O esquema, realizado por meio de empresas do setor de produção de eventos e shows, era utilizado para fraudar processos licitatórios, que deram origem a Atas de Registro de Preços utilizadas de forma reiterada por diversos municípios, por meio de adesões (“caronas”), com valores expressivos e indícios de direcionamento e simulação de concorrência.

Somente nesses três pregões investigados em Pontal do Araguaia, os valores globais alcançaram aproximadamente R$ 25,8 milhões, com possibilidade legal de adesões que poderiam atingir, em tese, até R$ 51,7 milhões, considerando o limite máximo de 200% previsto na legislação.

Superfaturamento e manipulação de preços

As análises técnicas realizadas pela Polícia Civil demonstraram superfaturamento de até 372,09% em diversos itens licitados, tais como palcos, sistemas de iluminação, geradores, telões de LED e estruturas para eventos.

Após a deflagração das operações, uma pesquisa comparativa posterior revelou queda significativa e imediata nos preços, evidenciando que os valores anteriormente praticados estavam inflados artificialmente, reforçando a suspeita de manipulação de pesquisas de preços, repetição textual de orçamentos e ausência de competitividade real entre fornecedores.

Expansão do esquema

Com o avanço das investigações, constatou-se que o mesmo padrão fraudulento teria sido replicado em outros municípios da região, incluindo Barra do Garças, por meio de adesões a atas originadas em Pontal do Araguaia.

Em um pregão eletrônico do município de Barra do Garças, passaram a integrar o núcleo central da operação indícios de subcontratação integral irregular, execução contratual simulada e continuidade das atividades por empresas ligadas a grupos já sancionados judicialmente.

Com base nos elementos colhidos durante as investigações, houve representação pelas ordens judiciais, que foram deferidas pela Justiça. O valor inicialmente identificado como prejuízo ao erário, a ser bloqueado e sequestrado, foi fixado em R$ 4.208.302,96, correspondente aos recursos públicos sob investigação no núcleo central da operação.

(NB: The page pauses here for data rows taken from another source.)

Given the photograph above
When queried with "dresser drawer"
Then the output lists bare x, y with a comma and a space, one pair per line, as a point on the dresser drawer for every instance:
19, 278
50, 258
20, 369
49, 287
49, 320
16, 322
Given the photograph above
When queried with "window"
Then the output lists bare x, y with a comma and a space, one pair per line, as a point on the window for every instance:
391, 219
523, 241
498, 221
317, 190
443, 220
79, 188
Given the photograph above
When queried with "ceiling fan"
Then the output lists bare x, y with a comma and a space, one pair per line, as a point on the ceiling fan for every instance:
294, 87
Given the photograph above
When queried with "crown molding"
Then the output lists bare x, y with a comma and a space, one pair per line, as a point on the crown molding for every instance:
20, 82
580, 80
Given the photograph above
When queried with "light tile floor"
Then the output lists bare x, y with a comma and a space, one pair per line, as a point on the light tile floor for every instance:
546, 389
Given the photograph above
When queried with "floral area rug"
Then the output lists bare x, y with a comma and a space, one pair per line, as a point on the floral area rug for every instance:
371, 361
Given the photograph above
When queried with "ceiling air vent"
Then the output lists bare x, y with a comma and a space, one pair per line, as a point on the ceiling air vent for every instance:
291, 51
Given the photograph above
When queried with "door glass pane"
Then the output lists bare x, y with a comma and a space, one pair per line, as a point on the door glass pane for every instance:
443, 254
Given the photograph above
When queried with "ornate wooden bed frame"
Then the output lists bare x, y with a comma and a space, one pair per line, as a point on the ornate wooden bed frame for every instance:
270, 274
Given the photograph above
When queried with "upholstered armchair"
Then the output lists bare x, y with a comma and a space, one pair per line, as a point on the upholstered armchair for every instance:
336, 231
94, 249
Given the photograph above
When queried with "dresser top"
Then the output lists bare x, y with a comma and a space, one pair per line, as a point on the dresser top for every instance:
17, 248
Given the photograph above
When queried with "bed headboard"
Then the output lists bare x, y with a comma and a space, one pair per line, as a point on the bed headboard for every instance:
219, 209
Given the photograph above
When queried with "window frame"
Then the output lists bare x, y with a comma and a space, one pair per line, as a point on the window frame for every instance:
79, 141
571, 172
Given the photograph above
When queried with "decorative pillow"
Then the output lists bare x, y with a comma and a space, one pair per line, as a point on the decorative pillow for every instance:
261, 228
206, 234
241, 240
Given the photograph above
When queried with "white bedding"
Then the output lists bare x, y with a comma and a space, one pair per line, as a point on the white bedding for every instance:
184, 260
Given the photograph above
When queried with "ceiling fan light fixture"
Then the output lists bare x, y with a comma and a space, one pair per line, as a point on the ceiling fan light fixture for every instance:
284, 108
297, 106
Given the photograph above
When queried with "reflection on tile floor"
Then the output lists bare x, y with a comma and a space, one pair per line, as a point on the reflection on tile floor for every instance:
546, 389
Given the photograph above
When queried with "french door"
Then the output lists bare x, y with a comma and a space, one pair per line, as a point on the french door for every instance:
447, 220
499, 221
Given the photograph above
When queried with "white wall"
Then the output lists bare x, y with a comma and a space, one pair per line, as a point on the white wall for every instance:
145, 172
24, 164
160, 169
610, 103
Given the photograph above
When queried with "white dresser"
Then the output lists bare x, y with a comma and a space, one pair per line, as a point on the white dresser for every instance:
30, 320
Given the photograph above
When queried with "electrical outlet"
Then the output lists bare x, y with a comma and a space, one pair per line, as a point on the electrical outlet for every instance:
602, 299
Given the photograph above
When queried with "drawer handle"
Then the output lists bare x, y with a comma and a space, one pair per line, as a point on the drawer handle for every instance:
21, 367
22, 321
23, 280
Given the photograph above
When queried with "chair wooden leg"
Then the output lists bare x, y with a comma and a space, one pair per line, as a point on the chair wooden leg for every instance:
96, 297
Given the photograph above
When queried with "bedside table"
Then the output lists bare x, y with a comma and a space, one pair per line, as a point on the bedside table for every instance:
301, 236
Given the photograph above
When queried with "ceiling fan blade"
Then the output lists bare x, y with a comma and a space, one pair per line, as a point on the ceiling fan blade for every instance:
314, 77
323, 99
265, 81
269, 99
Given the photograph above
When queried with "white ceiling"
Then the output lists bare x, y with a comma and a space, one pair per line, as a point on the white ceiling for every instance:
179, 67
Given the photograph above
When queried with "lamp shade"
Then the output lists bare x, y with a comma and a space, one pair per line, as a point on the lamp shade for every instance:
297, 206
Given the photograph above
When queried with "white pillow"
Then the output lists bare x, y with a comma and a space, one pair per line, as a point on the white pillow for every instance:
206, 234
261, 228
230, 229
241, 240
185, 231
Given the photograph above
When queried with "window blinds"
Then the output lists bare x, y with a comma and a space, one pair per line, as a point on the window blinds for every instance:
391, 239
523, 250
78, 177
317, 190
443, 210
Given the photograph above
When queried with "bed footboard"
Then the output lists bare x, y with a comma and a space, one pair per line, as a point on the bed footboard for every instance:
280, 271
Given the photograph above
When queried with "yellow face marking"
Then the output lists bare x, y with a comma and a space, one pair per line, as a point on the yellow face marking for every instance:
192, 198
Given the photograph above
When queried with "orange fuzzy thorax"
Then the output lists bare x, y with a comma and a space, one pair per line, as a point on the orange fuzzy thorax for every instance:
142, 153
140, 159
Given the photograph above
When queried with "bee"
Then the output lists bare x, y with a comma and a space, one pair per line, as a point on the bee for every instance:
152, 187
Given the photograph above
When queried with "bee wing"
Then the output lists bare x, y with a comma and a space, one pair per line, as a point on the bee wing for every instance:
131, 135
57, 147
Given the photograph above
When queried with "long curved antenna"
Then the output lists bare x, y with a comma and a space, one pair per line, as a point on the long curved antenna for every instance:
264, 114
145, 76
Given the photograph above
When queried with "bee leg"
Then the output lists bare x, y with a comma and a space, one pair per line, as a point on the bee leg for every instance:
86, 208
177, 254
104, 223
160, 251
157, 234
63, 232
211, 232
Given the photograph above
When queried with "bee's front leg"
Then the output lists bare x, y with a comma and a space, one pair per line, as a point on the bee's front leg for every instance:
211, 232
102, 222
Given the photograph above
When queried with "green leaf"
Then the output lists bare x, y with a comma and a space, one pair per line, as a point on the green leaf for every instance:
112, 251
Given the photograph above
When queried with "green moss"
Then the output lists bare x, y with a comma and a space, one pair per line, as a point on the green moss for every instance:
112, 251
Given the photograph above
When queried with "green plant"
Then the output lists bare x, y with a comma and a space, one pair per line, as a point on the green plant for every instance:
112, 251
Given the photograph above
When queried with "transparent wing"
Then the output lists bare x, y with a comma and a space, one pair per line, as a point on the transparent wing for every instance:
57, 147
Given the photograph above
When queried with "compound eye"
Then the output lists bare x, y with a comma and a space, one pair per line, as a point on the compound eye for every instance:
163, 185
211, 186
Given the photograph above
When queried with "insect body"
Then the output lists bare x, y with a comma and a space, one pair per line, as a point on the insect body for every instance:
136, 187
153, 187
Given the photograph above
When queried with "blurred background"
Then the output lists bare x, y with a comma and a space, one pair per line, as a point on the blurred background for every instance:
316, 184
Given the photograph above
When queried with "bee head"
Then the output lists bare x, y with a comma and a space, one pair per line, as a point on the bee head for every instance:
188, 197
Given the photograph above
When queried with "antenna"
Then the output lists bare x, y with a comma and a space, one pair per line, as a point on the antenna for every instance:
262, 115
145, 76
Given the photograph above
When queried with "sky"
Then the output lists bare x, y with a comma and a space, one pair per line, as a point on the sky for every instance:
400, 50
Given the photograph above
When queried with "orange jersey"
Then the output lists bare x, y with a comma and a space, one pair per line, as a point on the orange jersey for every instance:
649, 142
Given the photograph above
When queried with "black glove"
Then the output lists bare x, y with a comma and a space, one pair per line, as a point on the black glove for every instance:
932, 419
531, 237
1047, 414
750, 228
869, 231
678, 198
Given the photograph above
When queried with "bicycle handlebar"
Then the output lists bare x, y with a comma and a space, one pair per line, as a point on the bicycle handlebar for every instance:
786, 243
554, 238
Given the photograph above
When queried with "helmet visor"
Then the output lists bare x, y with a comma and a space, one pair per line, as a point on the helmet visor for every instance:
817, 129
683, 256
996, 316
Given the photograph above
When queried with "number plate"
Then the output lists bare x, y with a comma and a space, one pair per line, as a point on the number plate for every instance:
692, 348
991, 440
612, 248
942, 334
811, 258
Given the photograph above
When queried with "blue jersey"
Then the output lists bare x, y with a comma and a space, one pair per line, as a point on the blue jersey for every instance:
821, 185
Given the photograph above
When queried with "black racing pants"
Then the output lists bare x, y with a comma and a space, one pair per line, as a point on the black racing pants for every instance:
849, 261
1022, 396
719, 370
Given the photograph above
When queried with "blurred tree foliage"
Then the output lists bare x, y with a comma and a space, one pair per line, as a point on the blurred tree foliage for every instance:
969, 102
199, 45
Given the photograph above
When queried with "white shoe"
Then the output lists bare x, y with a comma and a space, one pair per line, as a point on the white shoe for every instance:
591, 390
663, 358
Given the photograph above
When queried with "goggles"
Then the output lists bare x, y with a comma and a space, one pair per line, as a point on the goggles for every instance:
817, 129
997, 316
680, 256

Nas fases anteriores, foi deferida medida judicial de sequestro de bens em valores superiores a R$ 21 milhões.

As investigações seguem em andamento, com análise aprofundada de documentos, dados bancários e telemáticos, não sendo descartadas novas fases, novas responsabilizações e ampliação do alcance das apurações, conforme o avanço técnico-probatório.

Cenário Montado

O nome da operação reflete a dinâmica do esquema fraudulento, em que empresas de fachada simulavam uma concorrência legítima em licitações públicas. O termo destaca o caráter forjado do processo, remetendo a algo previamente planejado para enganar a administração pública.